Successivamente, l'articolo 39 della legge 146/1994 stabiliva ope legis le tipologie di rifiuti da ritenersi a tutti gli effetti assimilate agli urbani, senza che si rendesse necessario un esplicito intervento regolamentare da parte del Comune; tale equiparazione, disposta dalla stessa legge, provocava l'unificazione dell'assimilazione sia agli effetti fiscali (ovvero ai fini del pagamento della Tassa sui rifiuti), sia ai fini tecnici (cioè con riferimento al giudizio tecnico che l'ente locale era tenuto a esprimere sulla compatibilità qualitativa e quantitativa dei rifiuti speciali che si intendeva assimilare agli urbani); per completezza, si rammenta che l'elenco dei rifiuti che rientravano nel campo di applicazione della Tarsu era contenuto al punto 1.1.1. della delibera del Comitato interministeriale del 27/07/1984.

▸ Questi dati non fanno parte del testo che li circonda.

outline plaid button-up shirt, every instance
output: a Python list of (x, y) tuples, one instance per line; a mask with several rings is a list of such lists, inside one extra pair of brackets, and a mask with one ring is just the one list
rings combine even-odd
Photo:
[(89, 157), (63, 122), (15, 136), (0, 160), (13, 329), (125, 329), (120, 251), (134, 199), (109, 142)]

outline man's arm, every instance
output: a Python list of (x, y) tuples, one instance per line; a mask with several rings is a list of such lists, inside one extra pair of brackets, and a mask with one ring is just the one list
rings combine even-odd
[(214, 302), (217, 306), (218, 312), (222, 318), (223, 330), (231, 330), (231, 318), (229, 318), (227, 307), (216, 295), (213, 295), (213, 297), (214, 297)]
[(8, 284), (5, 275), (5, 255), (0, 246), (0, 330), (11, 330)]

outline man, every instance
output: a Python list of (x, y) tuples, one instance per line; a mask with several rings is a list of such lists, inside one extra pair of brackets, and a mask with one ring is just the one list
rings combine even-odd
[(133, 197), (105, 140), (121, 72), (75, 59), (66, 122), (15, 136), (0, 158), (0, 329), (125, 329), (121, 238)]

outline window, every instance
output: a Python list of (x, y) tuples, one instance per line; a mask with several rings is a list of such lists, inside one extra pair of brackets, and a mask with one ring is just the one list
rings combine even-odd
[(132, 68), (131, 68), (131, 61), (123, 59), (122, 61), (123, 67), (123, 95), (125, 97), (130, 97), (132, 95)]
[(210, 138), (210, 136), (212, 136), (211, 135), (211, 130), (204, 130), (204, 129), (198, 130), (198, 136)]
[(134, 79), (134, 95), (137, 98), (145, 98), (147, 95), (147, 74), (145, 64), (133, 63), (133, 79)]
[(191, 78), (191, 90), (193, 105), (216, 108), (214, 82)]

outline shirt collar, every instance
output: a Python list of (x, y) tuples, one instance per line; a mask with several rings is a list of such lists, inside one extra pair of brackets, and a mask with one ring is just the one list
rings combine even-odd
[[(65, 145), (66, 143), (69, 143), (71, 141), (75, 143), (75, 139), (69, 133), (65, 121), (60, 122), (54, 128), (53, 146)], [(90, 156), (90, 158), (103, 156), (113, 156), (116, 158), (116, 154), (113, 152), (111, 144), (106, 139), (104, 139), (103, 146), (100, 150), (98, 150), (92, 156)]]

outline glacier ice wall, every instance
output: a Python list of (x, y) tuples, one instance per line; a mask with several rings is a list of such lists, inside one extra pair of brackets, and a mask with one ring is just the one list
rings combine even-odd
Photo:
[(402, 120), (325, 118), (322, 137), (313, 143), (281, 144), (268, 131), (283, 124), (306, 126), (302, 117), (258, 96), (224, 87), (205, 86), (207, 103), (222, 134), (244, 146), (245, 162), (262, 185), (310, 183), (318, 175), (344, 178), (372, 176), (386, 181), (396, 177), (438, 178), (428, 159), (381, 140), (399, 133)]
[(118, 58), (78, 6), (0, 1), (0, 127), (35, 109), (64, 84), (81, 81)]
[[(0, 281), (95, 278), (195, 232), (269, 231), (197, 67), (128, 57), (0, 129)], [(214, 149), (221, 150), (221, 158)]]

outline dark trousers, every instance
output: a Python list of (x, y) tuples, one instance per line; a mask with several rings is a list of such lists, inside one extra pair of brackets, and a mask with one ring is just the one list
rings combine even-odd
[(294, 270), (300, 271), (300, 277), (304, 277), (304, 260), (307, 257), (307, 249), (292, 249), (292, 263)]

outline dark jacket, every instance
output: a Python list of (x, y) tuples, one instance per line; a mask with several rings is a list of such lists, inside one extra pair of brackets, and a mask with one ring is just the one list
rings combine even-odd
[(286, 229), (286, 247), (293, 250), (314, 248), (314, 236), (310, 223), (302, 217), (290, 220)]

Dopo l'espressa abrogazione dell'articolo 39 della legge 146/1994, tutti i rifiuti delle attività elencate nell'articolo 7, comma 3, del Dlgs n. 22/1997, sono considerati speciali, con la conseguente esclusione dal campo di applicazione della Tassa, fatto salvo l'esercizio del potere di assimilazione che spetta ai Comuni (articolo 21), ma che deve essere esercitato nel rispetto dei criteri tecnici assegnati dallo Stato (articolo 18), in assenza dei quali si ritorna alla "vecchia" classificazione contenuta nel decreto interministeriale.

Considerazioni
E' ben noto che l'oggetto della Tarsu è limitato alla raccolta e smaltimento dei rifiuti urbani e assimilati: pertanto, risulta di tutta evidenza che l'esercizio del potere di assimilazione da parte dei Comuni consente di poter ampliare il presupposto impositivo, estendendolo anche a taluni rifiuti speciali (rectius: ai locali in cui essi si producono), che, altrimenti, si collocherebbero ope legis fuori dal campo di applicazione della Tassa.

In altre parole, le attività connesse alla raccolta e allo smaltimento dei rifiuti speciali sono escluse dall'ambito di applicazione della Tassa in quanto l'oggetto della stessa (in coerenza con il nomen juris) è circoscritto ai rifiuti urbani che, nella classificazione dell'articolo 7 del Dlgs n. 22/1997, vanno tenuti nettamente distinti dalle altre tipologie di rifiuti. La concreta attuazione del potere di assimilazione dei rifiuti - ovviamente nel rispetto dei vincoli posti dall'intervento statale in materia, e tenuto conto delle concrete potenzialità di smaltimento che ciascun ente possiede - consente ai Comuni di poter ampliare la base imponibile della Tarsu, estendendola a locali e aree che, diversamente, resterebbero escluse dal tributo, con ciò realizzando un sensibile miglioramento del servizio pubblico e un'ottimizzazione dei costi del servizio stesso.

Si tratta, quindi, di un intervento di politica fiscale in piena sintonia con l'accresciuta responsabilità che la modifica della Carta costituzionale assegna agli enti territoriali, i quali, in misura sempre maggiore, devono provvedere a reperire autonomamente le risorse finanziarie indispensabili a mantenere (e, in prospettiva, a potenziare) i livelli di servizi erogati ai cittadini. A tali nuove esigenze è possibile far fronte - anche e soprattutto - attraverso l'utilizzo della leva fiscale, che permette il progressivo ampliamento delle risorse proprie e che gli enti locali dovranno utilizzare sempre di più rispetto al passato, quando il ruolo dei trasferimenti statali era prevalente.